Lausanne, à Lausanne,
Objet
Fonctionnaires communaux
Recours X.________ c/ décision de la
Municipalité de Lausanne du 20 mars 2008 (refus d'une promotion)
Faits
Vu les faits suivants
A.
X.________, né le ********, a été engagé comme
ingénieur au Service Y.________ de la Commune de Lausanne à titre provisoire dès
le 1er janvier 1983 et à titre définitif dès le 1er
janvier 1984. Par la suite, il a été nommé chef de la Division Z.________,
fonction qu'il a exercée à partir du 1er juillet 1995. Tout au long
de sa carrière, X.________ a progressé régulièrement dans les classes de
traitement jusqu'à atteindre la classe maximale de sa fonction (classe 2) le 1er
janvier 2002. Il a atteint le maximum de cette classe à partir du 1er
janvier 2003.
B.
A la fin de l'année 2007, la Direction des A.________
a proposé à la municipalité l’attribution à X.________ d’un supplément de
salaire de 5% en application de l'art. 38 du règlement du 11 octobre 1977 pour
le personnel de l'Administration communale (RPAC).
C.
Lors de sa séance du 7 décembre 2007, la
municipalité a refusé de donner suite à cette proposition et a décidé
d'octroyer en lieu et place à X.________ une prime unique de 5'000 fr.,
conformément à l'art. 37 al. 2 RPAC. Cette décision ayant été prise en
l'absence du directeur des A.________, la municipalité a réexaminé la question
lors de sa séance du 19 mars 2008 et confirmé la décision prise le 7 décembre
2007. X.________ en a été informé oralement par son chef de service le 25 mars
2008.
D.
X.________ s'est pourvu contre cette décision par
acte reçu par la Cour de droit administratif et public du Tribunal cantonal le
15 avril 2008 en concluant à son illégalité et à ce que la promotion proposée
par la Direction des A.________ lui soit accordée.

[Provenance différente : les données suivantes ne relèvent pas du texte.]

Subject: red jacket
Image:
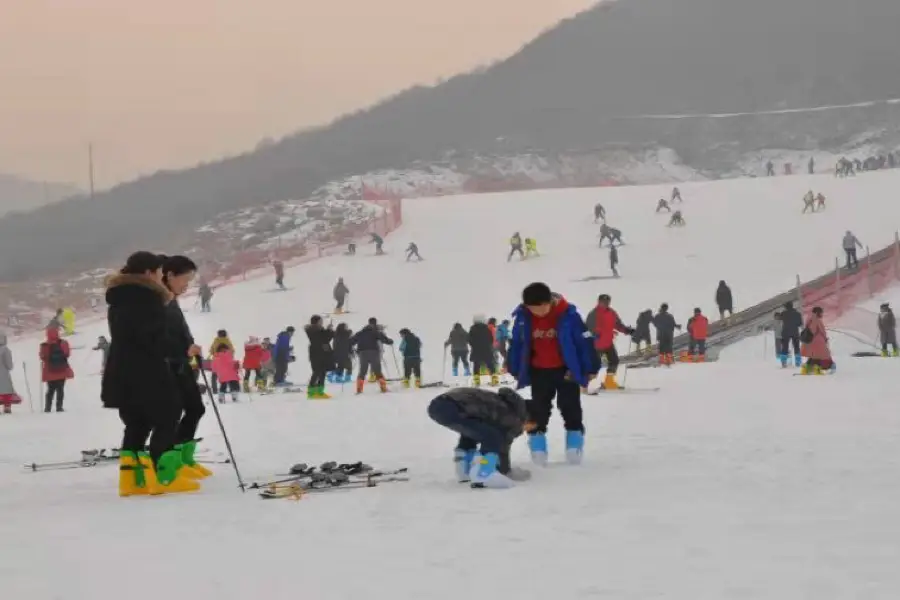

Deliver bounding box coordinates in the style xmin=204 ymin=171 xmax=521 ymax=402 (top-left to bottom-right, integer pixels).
xmin=529 ymin=297 xmax=569 ymax=369
xmin=40 ymin=329 xmax=74 ymax=383
xmin=688 ymin=314 xmax=709 ymax=340
xmin=243 ymin=343 xmax=265 ymax=370
xmin=593 ymin=306 xmax=629 ymax=350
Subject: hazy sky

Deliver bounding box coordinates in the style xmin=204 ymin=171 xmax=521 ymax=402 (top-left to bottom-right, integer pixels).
xmin=1 ymin=0 xmax=595 ymax=187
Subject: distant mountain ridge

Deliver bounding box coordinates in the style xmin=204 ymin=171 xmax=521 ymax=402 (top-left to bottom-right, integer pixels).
xmin=1 ymin=0 xmax=899 ymax=282
xmin=0 ymin=173 xmax=82 ymax=217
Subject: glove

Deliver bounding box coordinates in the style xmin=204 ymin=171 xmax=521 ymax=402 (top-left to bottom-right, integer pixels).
xmin=626 ymin=327 xmax=636 ymax=336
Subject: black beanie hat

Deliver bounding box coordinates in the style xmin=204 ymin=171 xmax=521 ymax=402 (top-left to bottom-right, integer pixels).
xmin=522 ymin=282 xmax=552 ymax=306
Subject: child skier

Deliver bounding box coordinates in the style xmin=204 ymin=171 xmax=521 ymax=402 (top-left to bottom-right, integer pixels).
xmin=406 ymin=243 xmax=423 ymax=261
xmin=207 ymin=329 xmax=233 ymax=394
xmin=685 ymin=308 xmax=709 ymax=361
xmin=426 ymin=386 xmax=532 ymax=488
xmin=524 ymin=238 xmax=540 ymax=258
xmin=508 ymin=282 xmax=597 ymax=466
xmin=668 ymin=210 xmax=685 ymax=227
xmin=656 ymin=198 xmax=671 ymax=213
xmin=242 ymin=337 xmax=266 ymax=392
xmin=399 ymin=328 xmax=423 ymax=388
xmin=210 ymin=344 xmax=240 ymax=403
xmin=444 ymin=323 xmax=471 ymax=377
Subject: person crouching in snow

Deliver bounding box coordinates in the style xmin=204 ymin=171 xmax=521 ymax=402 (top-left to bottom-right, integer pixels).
xmin=508 ymin=282 xmax=597 ymax=466
xmin=242 ymin=337 xmax=266 ymax=392
xmin=799 ymin=306 xmax=834 ymax=374
xmin=210 ymin=344 xmax=240 ymax=402
xmin=427 ymin=386 xmax=532 ymax=488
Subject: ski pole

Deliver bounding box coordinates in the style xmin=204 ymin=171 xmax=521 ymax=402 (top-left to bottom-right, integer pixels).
xmin=390 ymin=346 xmax=402 ymax=379
xmin=198 ymin=368 xmax=247 ymax=492
xmin=441 ymin=345 xmax=448 ymax=385
xmin=22 ymin=362 xmax=33 ymax=413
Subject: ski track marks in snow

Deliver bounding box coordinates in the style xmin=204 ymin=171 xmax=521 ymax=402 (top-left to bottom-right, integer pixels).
xmin=3 ymin=171 xmax=900 ymax=598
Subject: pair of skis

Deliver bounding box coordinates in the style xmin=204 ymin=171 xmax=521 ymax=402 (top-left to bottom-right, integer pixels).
xmin=251 ymin=461 xmax=408 ymax=499
xmin=23 ymin=447 xmax=231 ymax=472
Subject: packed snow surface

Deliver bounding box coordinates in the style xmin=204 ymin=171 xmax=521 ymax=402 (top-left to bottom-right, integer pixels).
xmin=3 ymin=171 xmax=900 ymax=599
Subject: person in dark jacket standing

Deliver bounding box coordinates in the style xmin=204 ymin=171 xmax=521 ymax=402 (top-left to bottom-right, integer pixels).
xmin=351 ymin=318 xmax=393 ymax=394
xmin=715 ymin=281 xmax=733 ymax=320
xmin=877 ymin=303 xmax=897 ymax=357
xmin=399 ymin=328 xmax=423 ymax=388
xmin=333 ymin=278 xmax=349 ymax=314
xmin=633 ymin=309 xmax=653 ymax=353
xmin=102 ymin=251 xmax=199 ymax=497
xmin=652 ymin=303 xmax=681 ymax=365
xmin=305 ymin=315 xmax=335 ymax=399
xmin=161 ymin=255 xmax=210 ymax=480
xmin=273 ymin=326 xmax=295 ymax=385
xmin=468 ymin=315 xmax=497 ymax=386
xmin=609 ymin=245 xmax=620 ymax=277
xmin=329 ymin=323 xmax=354 ymax=383
xmin=779 ymin=301 xmax=803 ymax=367
xmin=427 ymin=386 xmax=532 ymax=488
xmin=444 ymin=323 xmax=471 ymax=377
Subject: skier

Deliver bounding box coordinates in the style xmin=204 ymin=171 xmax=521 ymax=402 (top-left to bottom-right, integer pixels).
xmin=588 ymin=294 xmax=634 ymax=390
xmin=524 ymin=238 xmax=540 ymax=259
xmin=206 ymin=329 xmax=233 ymax=394
xmin=405 ymin=242 xmax=423 ymax=262
xmin=779 ymin=301 xmax=803 ymax=367
xmin=273 ymin=260 xmax=285 ymax=290
xmin=198 ymin=281 xmax=213 ymax=312
xmin=598 ymin=224 xmax=623 ymax=247
xmin=808 ymin=156 xmax=815 ymax=174
xmin=609 ymin=244 xmax=620 ymax=277
xmin=347 ymin=242 xmax=357 ymax=256
xmin=765 ymin=160 xmax=775 ymax=176
xmin=495 ymin=319 xmax=511 ymax=373
xmin=799 ymin=306 xmax=834 ymax=374
xmin=507 ymin=282 xmax=596 ymax=466
xmin=633 ymin=309 xmax=654 ymax=353
xmin=40 ymin=327 xmax=73 ymax=412
xmin=242 ymin=337 xmax=266 ymax=392
xmin=370 ymin=233 xmax=385 ymax=255
xmin=667 ymin=210 xmax=685 ymax=227
xmin=210 ymin=344 xmax=241 ymax=403
xmin=273 ymin=326 xmax=295 ymax=386
xmin=351 ymin=317 xmax=393 ymax=394
xmin=444 ymin=323 xmax=471 ymax=377
xmin=842 ymin=231 xmax=863 ymax=269
xmin=259 ymin=338 xmax=275 ymax=388
xmin=47 ymin=309 xmax=63 ymax=333
xmin=656 ymin=198 xmax=671 ymax=213
xmin=685 ymin=308 xmax=709 ymax=361
xmin=61 ymin=307 xmax=76 ymax=336
xmin=671 ymin=187 xmax=682 ymax=203
xmin=329 ymin=323 xmax=354 ymax=383
xmin=816 ymin=193 xmax=826 ymax=211
xmin=0 ymin=331 xmax=19 ymax=414
xmin=715 ymin=280 xmax=733 ymax=320
xmin=426 ymin=386 xmax=532 ymax=488
xmin=305 ymin=315 xmax=335 ymax=399
xmin=399 ymin=328 xmax=422 ymax=388
xmin=593 ymin=203 xmax=606 ymax=223
xmin=801 ymin=190 xmax=816 ymax=214
xmin=652 ymin=303 xmax=681 ymax=365
xmin=333 ymin=277 xmax=349 ymax=314
xmin=877 ymin=303 xmax=898 ymax=357
xmin=468 ymin=316 xmax=499 ymax=386
xmin=93 ymin=335 xmax=110 ymax=373
xmin=508 ymin=232 xmax=524 ymax=262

La municipalité a déposé sa réponse
par acte non daté de son Service juridique reçu le 2 septembre 2008 en
concluant implicitement au rejet du recours. Dans sa réponse, la municipalité
expliquait notamment ce qui suit :
"Lors de sa séance du 7 décembre 2007,
la Municipalité a eu à se pencher sur le cas de huit collaborateurs ayant
atteint l'âge de la retraite facultative, soit respectivement 55 et 60 ans,
suivant leur affiliation. Ceux-ci étaient susceptibles de prendre leur retraite
avec effet immédiat et de ne pas payer ou pas payer suffisamment longtemps de
cotisations à la caisse de pensions du personnel de la Commune de Lausanne
(CPCL) sur leur augmentation de salaire. Le fait de leur octroyer les
promotions ou les suppléments exceptionnels demandés risquait de faire
supporter à la CPCL une charge supplémentaire importante qui ne serait pas
financée et de nature à diminuer un taux de couverture déjà trop bas. Cette
charge potentielle a été estimée à 328'608 fr., à l'indice 2007 pour les huit
personnes concernées.
Forte de cette constatation, la Municipalité
a jugé que, en l'état, il ne serait pas raisonnable de faire courir un risque
aussi important à la CPCL, qui fonctionne selon le principe de la primauté des
prestations, surtout qu'elle prévoyait de proposer sous peu au délibérant un
train de mesures pour retrouver un taux de couverture acceptable et une
importante recapitalisation de la caisse, mais sans que le détail des mesures à
prendre ait déjà été arrêté. Elle a ainsi décidé de ne pas octroyer de
promotion aux huit collaborateurs en question pour ne pas aggraver la situation
de la caisse de pensions avant que les mesures soient prises. Toutefois, pour
marquer tout de même sa reconnaissance aux collaborateurs concernés, elle a
décidé de leur octroyer une prime unique oscillant entre 3'000 fr. et 5'000
fr., prime qui ne serait pas comprise dans le salaire assuré; la prime unique a
été fixée à 5'000 fr. pour X.________, lequel a été informé de la décision par
lettre du 20 décembre 2007.
Comme cette décision avait été prise en son
absence, B.________, directeur des A.________ de Lausanne, a demandé que la
Municipalité réexamine le bien-fondé de la décision, ce qu'elle a fait dans sa
séance du 18 mars 2008.
La Municipalité a maintenu sa position et a
notamment décidé :
-
de confirmer sa décision d'exclure désormais des
mesures de fin d'année les cadres (cl. 4-1A) de 60 ans et plus, affiliés en
catégorie A et ceux de 55 ans et plus, affiliés en catégorie B, avec réexamen
de la situation une fois connues les conclusions du rapport-préavis concernant
la révision du règlement de la CPCL;
-
de confirmer que les primes qui seraient le cas
échéant versées à ces cadres en lieu et place d'une promotion seront égales au
montant de l'augmentation annuelle selon barème et seront versées jusqu'à leur
prise de retraite;
-
que le problème évoqué ci-dessus sera traité
dans le cadre du préavis relatif à la CPCL.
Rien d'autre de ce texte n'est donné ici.